After Akshardahm, we went for dinner at the Radisson hotel nearby our guest house area. Mahesh thought we should be cautious and ease our way into the local food here in India - a wise choice. We ate at the buffet, and the food was extremely tasty. We were all pretty happy with the meal, and I finally had my first real meal in India of Indian food! After dinner Navin dropped us back off at the guest house and I promptly fell asleep for the night.

Sunday, December 2, 2007

India trip - Day 1

(2 Dec 2007)

Well, we finally arrived in India! Mahesh and I are here to give training seminars to the employees of the outsourcing/staff augmentation company we work with here In Delhi, Tavant. We left Friday evening from New York JFK and arrived in Brussels on time (7:30 am on Saturday). Then in Brussels there was a three hour delay due to some power outages - argh. We got into Delhi at 2:30 a.m. on Sunday, and after a not-too slow immigration line, we waited an hour for our bags to come through in baggage claim. Then, another hour and a half from the airport to the guest house in Noida (about 14-15 miles from Delhi proper). I then passed out at about 6a.m. for six hours on the bed! The two legs of the flight were each about 7 or 8 hours in length, so a more bite-sized trip compared with the straight 12 hours from New York to Tokyo.

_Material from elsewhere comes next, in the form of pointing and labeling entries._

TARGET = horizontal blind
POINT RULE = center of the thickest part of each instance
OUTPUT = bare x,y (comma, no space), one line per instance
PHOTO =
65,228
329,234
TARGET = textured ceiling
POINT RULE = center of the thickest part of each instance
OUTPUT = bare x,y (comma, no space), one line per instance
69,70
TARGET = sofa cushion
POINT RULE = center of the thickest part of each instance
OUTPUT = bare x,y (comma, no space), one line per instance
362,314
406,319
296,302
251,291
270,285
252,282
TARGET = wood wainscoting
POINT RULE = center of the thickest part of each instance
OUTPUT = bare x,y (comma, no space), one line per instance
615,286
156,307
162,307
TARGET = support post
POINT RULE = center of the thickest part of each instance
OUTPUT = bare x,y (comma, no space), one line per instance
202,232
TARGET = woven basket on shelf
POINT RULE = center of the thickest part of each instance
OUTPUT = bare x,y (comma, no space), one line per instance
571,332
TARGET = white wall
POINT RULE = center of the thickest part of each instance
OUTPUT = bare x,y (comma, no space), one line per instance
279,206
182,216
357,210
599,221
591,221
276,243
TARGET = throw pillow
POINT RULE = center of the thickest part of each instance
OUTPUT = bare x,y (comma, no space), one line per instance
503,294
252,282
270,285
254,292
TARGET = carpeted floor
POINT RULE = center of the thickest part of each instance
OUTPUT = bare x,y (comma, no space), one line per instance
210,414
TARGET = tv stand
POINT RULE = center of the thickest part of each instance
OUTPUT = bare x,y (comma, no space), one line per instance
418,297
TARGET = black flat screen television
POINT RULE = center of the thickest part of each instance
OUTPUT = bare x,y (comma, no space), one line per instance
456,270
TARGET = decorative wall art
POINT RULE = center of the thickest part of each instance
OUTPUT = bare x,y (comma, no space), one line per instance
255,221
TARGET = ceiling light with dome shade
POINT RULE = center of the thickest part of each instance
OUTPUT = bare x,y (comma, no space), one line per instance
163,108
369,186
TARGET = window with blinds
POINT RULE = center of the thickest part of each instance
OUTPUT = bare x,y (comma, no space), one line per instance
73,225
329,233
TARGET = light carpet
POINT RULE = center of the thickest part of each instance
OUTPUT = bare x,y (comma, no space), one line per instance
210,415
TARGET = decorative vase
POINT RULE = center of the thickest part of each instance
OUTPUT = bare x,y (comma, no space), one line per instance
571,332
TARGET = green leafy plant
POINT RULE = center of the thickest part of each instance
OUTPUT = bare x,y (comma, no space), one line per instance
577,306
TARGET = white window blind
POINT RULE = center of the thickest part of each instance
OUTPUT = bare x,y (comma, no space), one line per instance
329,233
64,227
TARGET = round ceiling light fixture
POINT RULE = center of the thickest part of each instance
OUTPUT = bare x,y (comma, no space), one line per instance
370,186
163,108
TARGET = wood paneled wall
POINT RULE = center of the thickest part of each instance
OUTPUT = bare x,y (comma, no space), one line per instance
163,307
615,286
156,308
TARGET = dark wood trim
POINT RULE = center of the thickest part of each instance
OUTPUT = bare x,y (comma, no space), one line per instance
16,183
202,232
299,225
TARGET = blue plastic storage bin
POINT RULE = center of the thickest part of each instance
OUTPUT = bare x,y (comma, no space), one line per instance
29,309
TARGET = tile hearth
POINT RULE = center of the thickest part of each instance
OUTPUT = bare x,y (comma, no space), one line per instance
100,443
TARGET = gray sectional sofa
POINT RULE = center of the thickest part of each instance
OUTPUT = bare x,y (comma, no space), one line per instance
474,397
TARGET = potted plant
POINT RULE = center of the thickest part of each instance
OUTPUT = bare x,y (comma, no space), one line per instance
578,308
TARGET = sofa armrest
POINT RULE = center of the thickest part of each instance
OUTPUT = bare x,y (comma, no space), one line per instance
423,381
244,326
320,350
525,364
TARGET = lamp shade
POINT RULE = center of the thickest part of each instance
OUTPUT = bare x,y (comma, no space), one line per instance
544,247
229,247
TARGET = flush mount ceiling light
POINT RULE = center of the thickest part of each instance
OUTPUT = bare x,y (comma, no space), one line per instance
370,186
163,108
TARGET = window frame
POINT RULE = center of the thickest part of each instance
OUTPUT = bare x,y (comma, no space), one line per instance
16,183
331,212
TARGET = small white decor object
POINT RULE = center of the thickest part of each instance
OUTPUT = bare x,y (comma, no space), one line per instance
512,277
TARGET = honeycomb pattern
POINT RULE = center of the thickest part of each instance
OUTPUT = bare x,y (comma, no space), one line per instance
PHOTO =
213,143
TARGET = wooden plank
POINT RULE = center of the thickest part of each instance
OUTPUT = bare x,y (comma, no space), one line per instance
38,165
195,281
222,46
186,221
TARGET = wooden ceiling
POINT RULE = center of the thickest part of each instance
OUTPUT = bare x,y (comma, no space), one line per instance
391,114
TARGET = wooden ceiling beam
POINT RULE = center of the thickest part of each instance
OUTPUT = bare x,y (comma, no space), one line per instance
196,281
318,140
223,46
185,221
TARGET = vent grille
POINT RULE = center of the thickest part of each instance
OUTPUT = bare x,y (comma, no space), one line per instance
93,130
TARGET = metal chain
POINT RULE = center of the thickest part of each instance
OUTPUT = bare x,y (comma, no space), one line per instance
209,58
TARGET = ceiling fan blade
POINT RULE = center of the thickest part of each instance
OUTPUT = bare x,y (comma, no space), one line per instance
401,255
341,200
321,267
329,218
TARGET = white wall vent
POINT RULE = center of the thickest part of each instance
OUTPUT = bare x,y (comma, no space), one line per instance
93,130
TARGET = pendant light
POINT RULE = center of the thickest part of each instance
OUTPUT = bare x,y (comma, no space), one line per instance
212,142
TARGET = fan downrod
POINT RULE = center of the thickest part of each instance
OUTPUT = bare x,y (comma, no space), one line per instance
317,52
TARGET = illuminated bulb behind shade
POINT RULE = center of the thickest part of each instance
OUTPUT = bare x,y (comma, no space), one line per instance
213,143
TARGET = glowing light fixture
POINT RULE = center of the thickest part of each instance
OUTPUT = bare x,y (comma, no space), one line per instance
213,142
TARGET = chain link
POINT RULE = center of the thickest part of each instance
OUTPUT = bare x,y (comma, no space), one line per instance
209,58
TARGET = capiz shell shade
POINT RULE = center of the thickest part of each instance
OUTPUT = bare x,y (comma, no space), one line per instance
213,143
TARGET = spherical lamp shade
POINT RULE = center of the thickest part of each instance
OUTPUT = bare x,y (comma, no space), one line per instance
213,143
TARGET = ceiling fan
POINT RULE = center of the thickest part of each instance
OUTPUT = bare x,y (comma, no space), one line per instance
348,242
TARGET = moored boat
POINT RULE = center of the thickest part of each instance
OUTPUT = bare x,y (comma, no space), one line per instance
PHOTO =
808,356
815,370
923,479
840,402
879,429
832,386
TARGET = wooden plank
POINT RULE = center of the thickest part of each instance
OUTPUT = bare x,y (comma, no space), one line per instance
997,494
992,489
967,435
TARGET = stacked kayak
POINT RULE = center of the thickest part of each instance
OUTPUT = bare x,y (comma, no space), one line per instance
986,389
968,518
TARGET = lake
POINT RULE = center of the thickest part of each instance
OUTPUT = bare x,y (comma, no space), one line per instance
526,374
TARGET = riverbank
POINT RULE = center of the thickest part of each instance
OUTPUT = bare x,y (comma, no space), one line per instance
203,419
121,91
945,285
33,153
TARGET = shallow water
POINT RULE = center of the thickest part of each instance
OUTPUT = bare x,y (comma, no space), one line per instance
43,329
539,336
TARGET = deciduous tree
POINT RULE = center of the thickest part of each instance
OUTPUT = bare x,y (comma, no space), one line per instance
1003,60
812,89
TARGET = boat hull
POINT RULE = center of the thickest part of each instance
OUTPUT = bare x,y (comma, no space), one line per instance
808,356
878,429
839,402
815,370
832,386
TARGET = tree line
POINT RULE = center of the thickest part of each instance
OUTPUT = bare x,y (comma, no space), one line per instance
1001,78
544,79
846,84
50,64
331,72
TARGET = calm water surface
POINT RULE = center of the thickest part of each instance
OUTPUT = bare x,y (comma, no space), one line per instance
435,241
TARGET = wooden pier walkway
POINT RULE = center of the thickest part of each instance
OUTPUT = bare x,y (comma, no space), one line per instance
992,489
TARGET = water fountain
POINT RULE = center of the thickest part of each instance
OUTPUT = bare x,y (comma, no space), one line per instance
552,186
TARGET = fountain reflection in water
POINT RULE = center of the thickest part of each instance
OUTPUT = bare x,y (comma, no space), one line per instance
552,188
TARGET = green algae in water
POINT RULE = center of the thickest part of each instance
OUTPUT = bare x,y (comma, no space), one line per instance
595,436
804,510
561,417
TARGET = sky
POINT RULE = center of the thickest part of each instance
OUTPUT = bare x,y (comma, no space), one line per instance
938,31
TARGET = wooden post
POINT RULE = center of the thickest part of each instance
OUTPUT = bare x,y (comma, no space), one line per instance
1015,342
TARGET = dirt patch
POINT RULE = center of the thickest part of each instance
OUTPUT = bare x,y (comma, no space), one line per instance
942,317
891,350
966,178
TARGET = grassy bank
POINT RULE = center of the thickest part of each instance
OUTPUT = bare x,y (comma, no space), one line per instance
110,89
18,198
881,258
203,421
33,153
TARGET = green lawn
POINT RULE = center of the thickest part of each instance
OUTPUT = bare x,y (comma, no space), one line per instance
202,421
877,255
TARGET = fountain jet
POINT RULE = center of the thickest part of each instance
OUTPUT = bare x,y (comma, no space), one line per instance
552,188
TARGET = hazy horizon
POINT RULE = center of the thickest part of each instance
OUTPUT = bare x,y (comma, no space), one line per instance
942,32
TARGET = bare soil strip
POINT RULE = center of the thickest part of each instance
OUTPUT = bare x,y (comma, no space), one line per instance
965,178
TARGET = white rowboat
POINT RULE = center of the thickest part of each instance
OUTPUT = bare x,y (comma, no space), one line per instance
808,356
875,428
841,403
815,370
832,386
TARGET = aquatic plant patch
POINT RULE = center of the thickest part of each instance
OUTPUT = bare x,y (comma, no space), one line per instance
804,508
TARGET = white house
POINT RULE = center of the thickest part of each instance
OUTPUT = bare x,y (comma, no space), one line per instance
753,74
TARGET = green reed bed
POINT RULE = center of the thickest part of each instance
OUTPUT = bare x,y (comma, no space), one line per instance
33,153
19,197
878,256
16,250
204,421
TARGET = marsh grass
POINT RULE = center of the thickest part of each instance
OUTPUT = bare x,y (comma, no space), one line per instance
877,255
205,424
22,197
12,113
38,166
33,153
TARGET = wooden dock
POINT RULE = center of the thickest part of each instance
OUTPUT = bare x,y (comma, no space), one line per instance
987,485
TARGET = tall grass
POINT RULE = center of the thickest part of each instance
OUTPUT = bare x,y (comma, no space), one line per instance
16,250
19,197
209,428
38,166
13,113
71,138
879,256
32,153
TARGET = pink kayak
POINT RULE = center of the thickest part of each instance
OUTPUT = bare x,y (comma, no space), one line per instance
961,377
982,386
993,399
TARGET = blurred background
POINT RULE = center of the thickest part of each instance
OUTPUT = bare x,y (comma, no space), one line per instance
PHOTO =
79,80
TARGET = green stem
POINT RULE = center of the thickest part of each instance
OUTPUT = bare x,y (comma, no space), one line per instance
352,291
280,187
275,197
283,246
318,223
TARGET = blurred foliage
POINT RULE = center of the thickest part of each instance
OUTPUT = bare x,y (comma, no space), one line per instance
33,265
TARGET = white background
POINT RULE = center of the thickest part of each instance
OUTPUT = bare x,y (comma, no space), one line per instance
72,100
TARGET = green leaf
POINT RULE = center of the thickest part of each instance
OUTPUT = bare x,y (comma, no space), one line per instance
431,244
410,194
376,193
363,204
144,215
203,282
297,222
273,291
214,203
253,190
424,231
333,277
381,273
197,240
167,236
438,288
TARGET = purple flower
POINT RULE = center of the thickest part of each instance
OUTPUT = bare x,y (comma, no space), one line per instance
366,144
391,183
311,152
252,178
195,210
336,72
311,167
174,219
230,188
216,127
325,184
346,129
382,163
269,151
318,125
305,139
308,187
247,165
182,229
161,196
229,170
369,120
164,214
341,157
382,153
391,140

We flew Jet Airways, and must say I was very impressed. The Indian food they served on the flight was great - hands down the best in-flight meals I've ever eaten. The seats were quite comfortable and in addition the the standard bask recline, the seat moves forward so you can get a few more degrees closer to flat (it's still coach, though).

This afternoon we're just relaxing here at the guest house and will be picked up by Navin, one of our guys at Tavant. Not sure what the plan is, but hopefully something fun!